Political division between the major parties in Washington has left the burden of achieving that solution largely on Democratic administrations using regulatory measures that — for all their smart design and ambition — cannot be transformational enough to carry us through to a livable future.
Conservatives say the nation needs an insurance policy. Business leaders want to future-proof their operations and investments. Young people are demanding intervention on the scale of the Allies’ efforts to rebuild Europe after World War II.
The International Monetary Fund — whose mission is to ensure national dysfunction doesn’t undermine the solvency of public budgets and lead to failed states — warns that nations that depend heavily on publicly subsidized fossil fuels are endangering their future solvency by investing in a way that destroys future economic resilience. Resilience intelligence requires diversification and innovation on a massive scale.
The rapid expansion of green bonds is making clear the deep need for clean economy holdings among major banks and institutional investors. Climate-smart finance, still a new concept, is expected to be the standard for both public and private-sector actors at all levels within 10 to 20 years.
Republican former Secretaries of the Treasury James Baker and George Shultz have called for a carbon dividends strategy, because:
- it avoids new regulation,
- it abides by conservative principles of market efficiency, and
- it leverages improvements to the Main Street economy to ensure a future of real energy freedom.

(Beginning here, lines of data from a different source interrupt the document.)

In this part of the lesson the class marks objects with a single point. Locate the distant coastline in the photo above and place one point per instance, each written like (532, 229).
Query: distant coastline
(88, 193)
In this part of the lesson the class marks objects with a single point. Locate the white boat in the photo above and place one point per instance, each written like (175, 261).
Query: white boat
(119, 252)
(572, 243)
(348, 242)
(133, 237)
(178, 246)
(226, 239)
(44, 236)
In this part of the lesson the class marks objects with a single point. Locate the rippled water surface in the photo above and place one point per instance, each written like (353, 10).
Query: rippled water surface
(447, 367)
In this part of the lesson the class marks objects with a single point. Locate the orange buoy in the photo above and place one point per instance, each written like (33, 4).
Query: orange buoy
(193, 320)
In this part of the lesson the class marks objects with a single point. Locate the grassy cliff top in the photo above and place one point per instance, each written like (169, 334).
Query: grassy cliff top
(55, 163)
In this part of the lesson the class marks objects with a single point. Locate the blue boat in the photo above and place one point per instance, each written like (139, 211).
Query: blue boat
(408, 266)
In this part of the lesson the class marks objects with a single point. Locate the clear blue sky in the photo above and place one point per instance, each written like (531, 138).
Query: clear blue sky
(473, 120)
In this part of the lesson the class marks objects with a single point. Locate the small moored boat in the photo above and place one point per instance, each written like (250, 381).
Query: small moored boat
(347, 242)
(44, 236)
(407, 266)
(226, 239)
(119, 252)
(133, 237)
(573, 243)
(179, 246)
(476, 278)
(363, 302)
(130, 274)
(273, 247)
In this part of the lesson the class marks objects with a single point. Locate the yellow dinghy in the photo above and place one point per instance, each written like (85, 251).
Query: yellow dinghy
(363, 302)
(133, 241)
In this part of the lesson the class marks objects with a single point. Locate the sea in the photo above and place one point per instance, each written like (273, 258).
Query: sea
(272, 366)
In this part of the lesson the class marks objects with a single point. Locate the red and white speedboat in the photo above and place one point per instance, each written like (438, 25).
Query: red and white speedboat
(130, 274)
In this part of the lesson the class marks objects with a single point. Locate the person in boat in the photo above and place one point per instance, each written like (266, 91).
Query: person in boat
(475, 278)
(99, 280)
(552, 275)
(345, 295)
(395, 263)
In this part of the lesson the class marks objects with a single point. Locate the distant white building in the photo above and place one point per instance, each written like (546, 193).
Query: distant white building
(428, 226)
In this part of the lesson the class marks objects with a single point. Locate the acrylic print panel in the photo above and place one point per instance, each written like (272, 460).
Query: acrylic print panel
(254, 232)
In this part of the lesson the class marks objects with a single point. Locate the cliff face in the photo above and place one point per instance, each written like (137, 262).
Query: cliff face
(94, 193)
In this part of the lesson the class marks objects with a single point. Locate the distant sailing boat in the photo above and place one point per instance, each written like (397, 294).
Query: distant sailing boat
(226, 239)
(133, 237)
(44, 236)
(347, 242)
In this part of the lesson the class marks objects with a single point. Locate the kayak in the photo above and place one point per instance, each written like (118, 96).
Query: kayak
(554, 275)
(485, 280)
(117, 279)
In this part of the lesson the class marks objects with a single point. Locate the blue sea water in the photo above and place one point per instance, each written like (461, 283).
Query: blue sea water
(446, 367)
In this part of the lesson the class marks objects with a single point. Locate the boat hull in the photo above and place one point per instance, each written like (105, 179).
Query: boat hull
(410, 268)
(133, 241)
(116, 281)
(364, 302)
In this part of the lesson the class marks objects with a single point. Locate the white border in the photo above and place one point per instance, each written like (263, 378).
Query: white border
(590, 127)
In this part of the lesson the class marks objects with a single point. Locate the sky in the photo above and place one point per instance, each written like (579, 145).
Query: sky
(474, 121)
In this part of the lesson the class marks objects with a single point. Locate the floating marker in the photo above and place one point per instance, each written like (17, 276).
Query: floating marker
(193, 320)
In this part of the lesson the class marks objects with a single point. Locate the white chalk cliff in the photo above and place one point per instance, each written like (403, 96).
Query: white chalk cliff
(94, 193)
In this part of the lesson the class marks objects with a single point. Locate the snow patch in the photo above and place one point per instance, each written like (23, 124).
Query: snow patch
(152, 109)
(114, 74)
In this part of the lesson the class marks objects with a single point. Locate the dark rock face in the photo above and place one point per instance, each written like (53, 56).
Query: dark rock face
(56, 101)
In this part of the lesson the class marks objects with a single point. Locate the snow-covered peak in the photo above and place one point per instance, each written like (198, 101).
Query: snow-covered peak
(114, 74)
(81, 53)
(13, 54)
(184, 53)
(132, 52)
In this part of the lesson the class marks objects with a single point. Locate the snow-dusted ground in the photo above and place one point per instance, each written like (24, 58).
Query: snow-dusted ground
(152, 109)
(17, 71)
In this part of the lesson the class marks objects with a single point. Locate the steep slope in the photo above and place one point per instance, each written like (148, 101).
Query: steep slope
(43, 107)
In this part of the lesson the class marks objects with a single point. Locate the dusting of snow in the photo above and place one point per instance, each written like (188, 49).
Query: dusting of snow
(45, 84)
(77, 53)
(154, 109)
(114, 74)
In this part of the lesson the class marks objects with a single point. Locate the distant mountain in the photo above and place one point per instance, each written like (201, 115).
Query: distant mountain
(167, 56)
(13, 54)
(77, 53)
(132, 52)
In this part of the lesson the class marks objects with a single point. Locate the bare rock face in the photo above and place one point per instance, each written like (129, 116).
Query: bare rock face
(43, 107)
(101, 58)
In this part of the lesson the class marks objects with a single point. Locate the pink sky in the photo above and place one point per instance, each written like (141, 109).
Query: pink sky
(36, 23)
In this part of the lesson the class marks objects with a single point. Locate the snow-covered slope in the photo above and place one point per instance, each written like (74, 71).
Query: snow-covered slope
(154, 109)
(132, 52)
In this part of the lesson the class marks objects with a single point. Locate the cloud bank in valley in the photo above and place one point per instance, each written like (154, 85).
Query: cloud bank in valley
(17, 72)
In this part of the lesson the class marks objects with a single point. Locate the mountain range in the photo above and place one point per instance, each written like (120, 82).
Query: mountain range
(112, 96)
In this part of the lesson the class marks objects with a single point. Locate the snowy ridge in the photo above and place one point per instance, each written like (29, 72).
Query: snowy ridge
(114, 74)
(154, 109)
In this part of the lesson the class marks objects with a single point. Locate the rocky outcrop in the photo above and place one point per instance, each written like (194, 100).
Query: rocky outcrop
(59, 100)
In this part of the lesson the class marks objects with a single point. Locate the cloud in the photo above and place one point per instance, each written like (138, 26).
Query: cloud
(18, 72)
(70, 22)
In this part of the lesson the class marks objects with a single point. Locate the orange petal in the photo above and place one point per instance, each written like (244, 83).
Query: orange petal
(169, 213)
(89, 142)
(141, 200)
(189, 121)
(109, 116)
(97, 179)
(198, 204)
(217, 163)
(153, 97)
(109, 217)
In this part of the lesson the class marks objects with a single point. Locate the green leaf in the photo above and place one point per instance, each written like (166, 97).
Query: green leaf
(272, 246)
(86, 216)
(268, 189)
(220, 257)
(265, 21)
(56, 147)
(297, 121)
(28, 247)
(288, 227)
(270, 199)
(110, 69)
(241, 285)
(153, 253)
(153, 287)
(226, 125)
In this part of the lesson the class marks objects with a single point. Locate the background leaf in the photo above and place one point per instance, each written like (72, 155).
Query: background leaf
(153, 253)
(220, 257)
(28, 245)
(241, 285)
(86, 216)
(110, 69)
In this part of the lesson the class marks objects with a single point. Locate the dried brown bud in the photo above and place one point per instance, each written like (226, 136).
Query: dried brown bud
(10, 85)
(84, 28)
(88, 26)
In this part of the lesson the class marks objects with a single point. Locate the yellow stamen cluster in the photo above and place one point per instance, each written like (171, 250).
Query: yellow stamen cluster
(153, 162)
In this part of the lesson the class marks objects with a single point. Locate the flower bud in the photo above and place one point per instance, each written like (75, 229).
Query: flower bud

Unpaid-for pollution and climate disruption limit our personal freedom and then, by adding cost and risk to the whole economy, undermine our collective ability to defend our freedom and secure future prosperity. Even with record oil and gas production, the US still depends heavily on foreign regimes hostile to democracy that manipulate supply and undermine the efficiency of our everyday economy.
Energy freedom means reliable, everywhere-active low-cost clean energy, answering the call of expanded Main Street economic activity.

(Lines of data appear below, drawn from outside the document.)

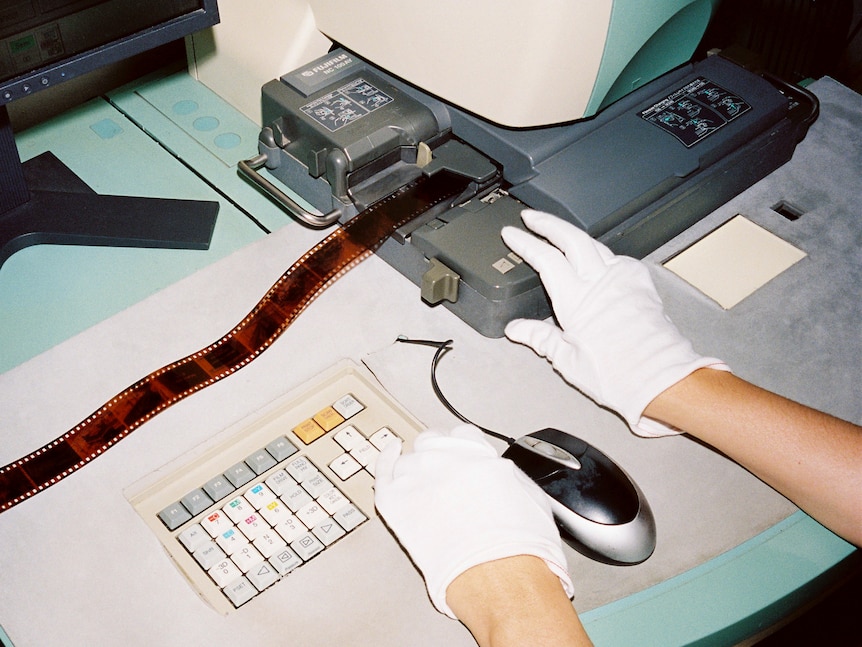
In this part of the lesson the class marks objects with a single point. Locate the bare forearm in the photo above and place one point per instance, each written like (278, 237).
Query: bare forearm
(812, 458)
(515, 601)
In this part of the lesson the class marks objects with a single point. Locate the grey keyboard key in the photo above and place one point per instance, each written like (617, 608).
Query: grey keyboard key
(218, 487)
(196, 501)
(239, 474)
(307, 546)
(281, 448)
(174, 515)
(260, 461)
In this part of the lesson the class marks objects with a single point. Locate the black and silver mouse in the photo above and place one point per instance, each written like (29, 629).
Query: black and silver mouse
(601, 511)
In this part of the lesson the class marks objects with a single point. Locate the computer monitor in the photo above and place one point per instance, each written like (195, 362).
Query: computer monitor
(46, 42)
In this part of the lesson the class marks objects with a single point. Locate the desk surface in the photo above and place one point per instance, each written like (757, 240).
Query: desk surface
(72, 552)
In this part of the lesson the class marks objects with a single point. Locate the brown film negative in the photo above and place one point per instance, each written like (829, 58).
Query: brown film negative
(318, 268)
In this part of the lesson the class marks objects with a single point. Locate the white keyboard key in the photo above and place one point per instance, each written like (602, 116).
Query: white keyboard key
(240, 591)
(237, 509)
(262, 575)
(193, 537)
(349, 517)
(295, 498)
(316, 485)
(246, 557)
(332, 500)
(274, 512)
(231, 541)
(311, 514)
(208, 555)
(348, 406)
(269, 543)
(279, 482)
(365, 453)
(216, 523)
(285, 561)
(307, 546)
(328, 531)
(259, 495)
(291, 529)
(253, 526)
(348, 437)
(224, 572)
(300, 469)
(382, 437)
(345, 466)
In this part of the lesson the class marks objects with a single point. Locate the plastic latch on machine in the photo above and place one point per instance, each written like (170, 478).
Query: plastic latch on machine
(439, 283)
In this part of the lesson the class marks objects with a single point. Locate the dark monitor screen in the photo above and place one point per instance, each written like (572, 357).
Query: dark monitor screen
(46, 42)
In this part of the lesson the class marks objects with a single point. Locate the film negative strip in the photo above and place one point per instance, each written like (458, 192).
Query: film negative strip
(306, 279)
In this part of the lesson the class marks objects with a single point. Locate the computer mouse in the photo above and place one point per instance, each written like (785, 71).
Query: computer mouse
(601, 511)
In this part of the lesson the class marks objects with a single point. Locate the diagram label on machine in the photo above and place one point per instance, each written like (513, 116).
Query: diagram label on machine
(345, 105)
(695, 111)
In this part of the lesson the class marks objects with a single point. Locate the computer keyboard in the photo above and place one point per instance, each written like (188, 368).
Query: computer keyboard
(278, 488)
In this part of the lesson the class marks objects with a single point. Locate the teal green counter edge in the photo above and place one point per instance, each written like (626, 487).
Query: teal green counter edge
(733, 596)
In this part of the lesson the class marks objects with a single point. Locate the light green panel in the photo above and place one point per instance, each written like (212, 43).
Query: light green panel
(49, 293)
(643, 43)
(731, 597)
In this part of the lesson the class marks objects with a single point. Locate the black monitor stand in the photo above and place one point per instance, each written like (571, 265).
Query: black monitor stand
(43, 201)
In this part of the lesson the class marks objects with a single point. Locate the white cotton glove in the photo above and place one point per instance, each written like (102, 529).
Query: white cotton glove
(613, 342)
(453, 503)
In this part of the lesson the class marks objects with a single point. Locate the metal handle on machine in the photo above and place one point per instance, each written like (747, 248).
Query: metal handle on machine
(248, 168)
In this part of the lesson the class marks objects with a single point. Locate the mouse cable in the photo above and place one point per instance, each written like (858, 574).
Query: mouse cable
(442, 347)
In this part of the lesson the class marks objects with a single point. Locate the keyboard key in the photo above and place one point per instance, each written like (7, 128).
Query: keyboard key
(269, 543)
(193, 537)
(240, 591)
(285, 561)
(196, 501)
(291, 529)
(274, 512)
(281, 448)
(262, 575)
(382, 437)
(246, 557)
(174, 515)
(231, 541)
(260, 461)
(259, 496)
(306, 546)
(224, 572)
(311, 514)
(208, 555)
(348, 406)
(345, 466)
(237, 509)
(301, 469)
(328, 531)
(333, 500)
(328, 419)
(308, 431)
(239, 474)
(348, 437)
(279, 482)
(218, 487)
(316, 485)
(216, 523)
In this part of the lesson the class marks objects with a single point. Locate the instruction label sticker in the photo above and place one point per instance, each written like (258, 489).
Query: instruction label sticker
(695, 111)
(345, 105)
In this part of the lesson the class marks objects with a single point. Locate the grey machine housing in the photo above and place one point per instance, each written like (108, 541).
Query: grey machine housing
(343, 134)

Ask any small business owner if they would rather have higher or lower hidden business costs built into everything they buy from their suppliers. Of course, they would prefer lower hidden costs and risks, and for consumers to have more money in their pockets.
That is how carbon dividends work.
- A simple, upstream fee, paid at the source by any entity that wants to sell polluting fuels that carry such hidden costs and risk. This is administratively simple, light-touch, economy-wide, and fair to all.
- 100% of the revenues from that fee are returned to households in equal shares, every month. This ensures the Main Street economy keeps humming along.
- Because both the fee and the dividend steadily rise, pollution-dependent businesses — and the banks that finance them — can see the optimal rate of innovation and diversification to liberate themselves from the subsidized pollution trap. The whole economy becomes more competitive and more efficient at delivering real-world value to Main Street.
- To ensure energy intensive trade-exposed industries are not drawn away by other nations keeping carbon fuels artificially cheap, a simple border carbon adjustment ensures a level playing field, while adding negotiating power to US diplomatic efforts, on every issue everywhere.
The result is a steady shift in new investment to practices that are more competitive on a level playing field. With the flow of dividend dollars through local economies, lawmakers can concretely leverage good policy to motivate new investment and job creation, without having to build “bridges to nowhere”.
Banks will either lead or follow, but it is certain that when investment in local economies and energy innovation are both more efficient than they are now, finance at all levels will go to work on that trend. Trillions of dollars in subsidies for the old economy will be freed up to support expansion of the new economy.
New opportunities for industrial production of clean energy devices, electric vehicle infrastructure, battery storage, smart grids and related services, will ensure underserved communities in both rural and urban areas will draw new investment and locally rooted job creation.
There is no faster way to reduce emissions while driving investment into the creation of millions of new jobs. There is no more economically efficient way to ensure the 21st century energy innovation economy reaches major cities, heavy industry, and also “the last mile”, where conventional infrastructure has always been hardest to fund.
The shortest route to American energy freedom and climate solvency is through a clear-headed, high-efficiency carbon dividends strategy.